One of the aspects that deeply moved me in this work was the way in which Irena Tomazin explores the voice as an experimental choreographic matter, not only making it travel across several parts of the body, but also displacing it to the outside. The voice is thus constantly given back to the multiple spaces and times where it comes from, and taken time and again from different spots to be re-processed in different manners. Most importantly, this use of the body as a medium – or literally, a machine – to process not only one’s own voice but also multiple voices coming from distant places and times, definitely operates a politically relevant displacement of the voice from the production of subjectivity that is usually connected with a supposedly singular and unique body/subject. Last but not least, this work makes us think that if our voices are actually constituted by several voices that come from multiple times and places, i.e. if we don’t really own our own voice, our responsibility in relation to the way we position it, to the way we choreograph, de-choreograph and re-choreograph it according to what makes sense in a specific situation – is even bigger.

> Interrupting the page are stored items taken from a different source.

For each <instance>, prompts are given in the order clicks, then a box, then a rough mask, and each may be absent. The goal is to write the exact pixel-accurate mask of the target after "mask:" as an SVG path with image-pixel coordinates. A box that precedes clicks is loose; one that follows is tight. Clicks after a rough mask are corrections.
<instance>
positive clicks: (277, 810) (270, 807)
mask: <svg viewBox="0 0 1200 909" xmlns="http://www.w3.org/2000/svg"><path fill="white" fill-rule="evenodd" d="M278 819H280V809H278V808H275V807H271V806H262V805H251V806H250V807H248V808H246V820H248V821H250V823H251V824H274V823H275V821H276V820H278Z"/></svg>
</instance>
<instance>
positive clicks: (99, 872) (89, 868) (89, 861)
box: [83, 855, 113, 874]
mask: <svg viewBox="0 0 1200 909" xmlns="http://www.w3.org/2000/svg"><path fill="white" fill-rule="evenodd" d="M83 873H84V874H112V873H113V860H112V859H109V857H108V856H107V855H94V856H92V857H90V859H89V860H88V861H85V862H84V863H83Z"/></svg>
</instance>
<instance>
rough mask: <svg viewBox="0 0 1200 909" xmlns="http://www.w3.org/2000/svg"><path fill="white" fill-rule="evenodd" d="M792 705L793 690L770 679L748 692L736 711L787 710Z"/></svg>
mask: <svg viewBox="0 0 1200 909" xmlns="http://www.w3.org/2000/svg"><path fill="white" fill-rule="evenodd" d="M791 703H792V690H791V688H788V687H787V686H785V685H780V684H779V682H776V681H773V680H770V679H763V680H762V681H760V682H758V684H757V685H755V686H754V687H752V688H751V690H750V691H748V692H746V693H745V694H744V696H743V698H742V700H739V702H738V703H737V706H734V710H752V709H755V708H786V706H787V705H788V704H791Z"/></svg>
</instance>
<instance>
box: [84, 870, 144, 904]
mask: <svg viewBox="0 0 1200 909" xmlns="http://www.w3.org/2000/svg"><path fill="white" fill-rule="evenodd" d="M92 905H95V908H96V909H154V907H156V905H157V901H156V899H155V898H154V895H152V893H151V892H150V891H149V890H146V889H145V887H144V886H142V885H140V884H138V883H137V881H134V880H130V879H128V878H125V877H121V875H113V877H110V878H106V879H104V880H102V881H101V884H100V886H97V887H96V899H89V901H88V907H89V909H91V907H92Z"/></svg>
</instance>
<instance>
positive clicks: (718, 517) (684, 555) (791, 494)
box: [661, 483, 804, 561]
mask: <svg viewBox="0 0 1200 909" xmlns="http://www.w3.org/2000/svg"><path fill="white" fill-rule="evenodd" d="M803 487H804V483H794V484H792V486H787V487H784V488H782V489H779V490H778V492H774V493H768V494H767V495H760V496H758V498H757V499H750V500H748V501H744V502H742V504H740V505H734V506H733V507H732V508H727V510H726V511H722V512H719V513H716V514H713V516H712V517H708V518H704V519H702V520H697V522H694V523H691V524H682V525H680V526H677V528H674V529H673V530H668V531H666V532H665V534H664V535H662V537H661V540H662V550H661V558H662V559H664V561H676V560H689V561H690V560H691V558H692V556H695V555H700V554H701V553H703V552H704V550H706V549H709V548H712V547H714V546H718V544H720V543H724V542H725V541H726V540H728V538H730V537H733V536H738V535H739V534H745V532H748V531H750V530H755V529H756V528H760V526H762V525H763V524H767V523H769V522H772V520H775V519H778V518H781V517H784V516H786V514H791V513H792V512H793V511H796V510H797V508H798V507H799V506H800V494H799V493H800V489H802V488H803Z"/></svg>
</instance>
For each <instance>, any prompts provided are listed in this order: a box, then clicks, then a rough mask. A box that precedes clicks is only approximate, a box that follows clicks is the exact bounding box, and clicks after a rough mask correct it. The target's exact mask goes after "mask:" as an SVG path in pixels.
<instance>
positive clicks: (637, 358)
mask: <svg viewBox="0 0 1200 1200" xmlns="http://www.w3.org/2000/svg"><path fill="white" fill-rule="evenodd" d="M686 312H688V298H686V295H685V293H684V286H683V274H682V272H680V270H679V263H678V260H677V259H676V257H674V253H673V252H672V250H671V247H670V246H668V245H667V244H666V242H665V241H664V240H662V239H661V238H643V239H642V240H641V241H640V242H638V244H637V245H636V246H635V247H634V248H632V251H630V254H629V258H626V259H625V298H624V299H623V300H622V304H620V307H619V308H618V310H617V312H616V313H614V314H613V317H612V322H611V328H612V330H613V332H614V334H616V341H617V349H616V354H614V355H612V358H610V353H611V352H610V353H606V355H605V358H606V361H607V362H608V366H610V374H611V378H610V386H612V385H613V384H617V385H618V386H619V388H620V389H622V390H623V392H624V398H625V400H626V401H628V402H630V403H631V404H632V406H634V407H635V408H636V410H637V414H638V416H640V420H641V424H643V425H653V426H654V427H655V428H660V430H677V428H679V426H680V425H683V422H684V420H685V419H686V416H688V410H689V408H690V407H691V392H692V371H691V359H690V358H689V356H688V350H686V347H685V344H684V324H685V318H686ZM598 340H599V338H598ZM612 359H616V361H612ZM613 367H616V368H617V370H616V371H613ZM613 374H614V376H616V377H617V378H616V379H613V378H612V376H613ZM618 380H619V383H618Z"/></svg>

Paula Caspão, 21. 02. 2015
Irena Tomazin’s performance The Taste of Silence Always Resonates I understand as a work which choreographs sound – its movements, its potentialities, its availability for deconstruction, reconstruction, and alteration, all of these actions and attempts serving not to erase the body from which they are produced but to allow this same body to become something other. To become a material that is at once possibly both less and more human. The Taste of Silence Always Resonates surfaced in front of me as a kind of obstacle or problem positioned in such a way that it left me no choice but to reconsider how to approach it. Such an encounter doesn’t allow one to be or remain who he or she was a moment ago. It left us not knowing precisely where we were. It displaced the ways in which we produce and admire identity, making it possible to forget ourselves, effectively destabilizing our thinking, thus creating conditions from which a thought, one which is not already confirmed, could arise.
»I am happy that the prize goes to Irena Tomažin. I hope it will help her to continue in that movement and voice research because – as I told publicly – that’s what touched me so strongly – natural connection of body, voice and mind, the way she is able to transform her feelings and emotions through the work with voice and gestures – which is very surprising and original. She achieved a real complexity of the piece including work with space, lights, sound and costume the right way to underline her own high quality as a performer. And I must add one more admiration – Irena went to a deep research of songs and their roots, not from Slovenia, but Ukraine if I understood it well – and she interprets them openly and revelatory to today’s public«.